Sporting Cristal expone la crisis de estadios que avergüenza al Perú

La decisión de Sporting Cristal de disputar su partido de Copa Libertadores en el estadio Miguel Grau del Callao no es un simple cambio de sede. Es un síntoma. Un síntoma grave de una enfermedad estructural que el fútbol peruano arrastra desde hace décadas: la ausencia de infraestructura, planificación y visión. Que un club histórico tenga que improvisar dónde jugar un torneo internacional no es un hecho aislado. Es una alerta que desnuda, una vez más, la fragilidad de todo el sistema deportivo nacional.

El recorrido de Cristal en estos días parece más una ruta de emergencia que la preparación de un partido de alto nivel. No puede jugar en el Alberto Gallardo porque no cumple con los estándares internacionales. No puede usar el Estadio Nacional —la casa del fútbol— porque ha sido convertido en un espacio de alquiler para conciertos, eventos comerciales y espectáculos ajenos al deporte, hasta dejar su campo en condiciones cuestionables. No puede utilizar Matute, porque está clausurado por disposición municipal. Y así, sin planificación ni respaldo institucional, termina mudándose al Callao como solución de último momento.

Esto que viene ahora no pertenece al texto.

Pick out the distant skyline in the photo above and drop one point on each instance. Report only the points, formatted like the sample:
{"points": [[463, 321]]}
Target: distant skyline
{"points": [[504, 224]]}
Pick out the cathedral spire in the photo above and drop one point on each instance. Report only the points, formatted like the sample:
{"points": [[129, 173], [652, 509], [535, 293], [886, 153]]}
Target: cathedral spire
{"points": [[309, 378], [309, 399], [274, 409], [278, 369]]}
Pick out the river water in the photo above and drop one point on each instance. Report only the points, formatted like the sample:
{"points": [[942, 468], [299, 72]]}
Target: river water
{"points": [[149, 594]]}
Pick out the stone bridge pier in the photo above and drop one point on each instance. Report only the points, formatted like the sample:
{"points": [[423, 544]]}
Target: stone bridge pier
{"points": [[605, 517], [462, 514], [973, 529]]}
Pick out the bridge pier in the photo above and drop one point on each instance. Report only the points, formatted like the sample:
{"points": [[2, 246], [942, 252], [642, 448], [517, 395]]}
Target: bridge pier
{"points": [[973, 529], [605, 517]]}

Lo que debería indignar no es el cambio de estadio. Lo que debería indignar es que esto se haya vuelto normal. Que en el Perú un club grande tenga que resolver en días lo que debería estar garantizado por años. Que la logística de un torneo internacional dependa más de permisos, clausuras y eventos externos que de una estructura sólida. Que el fútbol, que moviliza millones, sea tratado como actividad secundaria frente a cualquier otro negocio.

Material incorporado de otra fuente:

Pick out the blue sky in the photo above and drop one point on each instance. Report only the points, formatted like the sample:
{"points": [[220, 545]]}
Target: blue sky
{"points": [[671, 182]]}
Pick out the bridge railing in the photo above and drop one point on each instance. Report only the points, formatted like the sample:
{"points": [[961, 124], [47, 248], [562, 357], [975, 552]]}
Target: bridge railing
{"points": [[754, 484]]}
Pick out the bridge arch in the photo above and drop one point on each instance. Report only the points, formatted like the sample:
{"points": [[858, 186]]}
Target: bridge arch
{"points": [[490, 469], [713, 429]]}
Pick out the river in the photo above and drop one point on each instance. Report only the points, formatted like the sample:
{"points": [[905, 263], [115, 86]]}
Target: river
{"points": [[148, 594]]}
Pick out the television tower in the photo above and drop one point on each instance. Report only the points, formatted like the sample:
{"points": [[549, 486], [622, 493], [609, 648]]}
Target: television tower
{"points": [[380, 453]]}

El caso del Estadio Nacional es particularmente revelador. No solo por el deterioro del campo tras eventos no deportivos, sino por el mensaje que transmite: el principal recinto del país ya no prioriza al deporte. Y cuando el Estado, a través del IPD, toma esa decisión, lo que está haciendo no es solo alquilar un espacio. Está desplazando al fútbol de su propia casa. Está convirtiendo un símbolo en un activo comercial sin una política clara de protección deportiva.

A esto se suma la falta de estadios propios en los clubes, la ausencia de inversión sostenida en infraestructura y la inexistencia de una hoja de ruta nacional que entienda que sin escenarios adecuados no hay competencia real. Mientras otros países fortalecen sus ligas desde la base —infraestructura, formación, centros de alto rendimiento— el Perú sigue resolviendo sobre la marcha, como si la improvisación fuera una estrategia válida.

Desde La Caja Negra, no hablamos de un club ni de una coyuntura. Hablamos de una estructura que ha normalizado la precariedad. Hablamos de un sistema que expone a sus propios equipos ante el continente. Porque mientras otros países presentan estadios modernos, planificación y orden, el Perú muestra incertidumbre, desorden y falta de prioridad.

Sporting Cristal jugará en el Callao y cumplirá con su compromiso internacional. Pero el problema no se resuelve con un cambio de sede. El problema es más profundo: es un país que no ha entendido que el fútbol necesita condiciones mínimas para competir con dignidad.

Reflexión final
El fútbol peruano no necesita discursos ni promesas. Necesita decisiones. Necesita recuperar el respeto por sus escenarios, proteger la casa del fútbol y dejar de tratar al deporte como un invitado incómodo en su propio espacio. Porque mientras los clubes sigan buscando dónde jugar, el Perú seguirá mostrando al mundo no su talento, sino su precariedad.(Foto: Andina).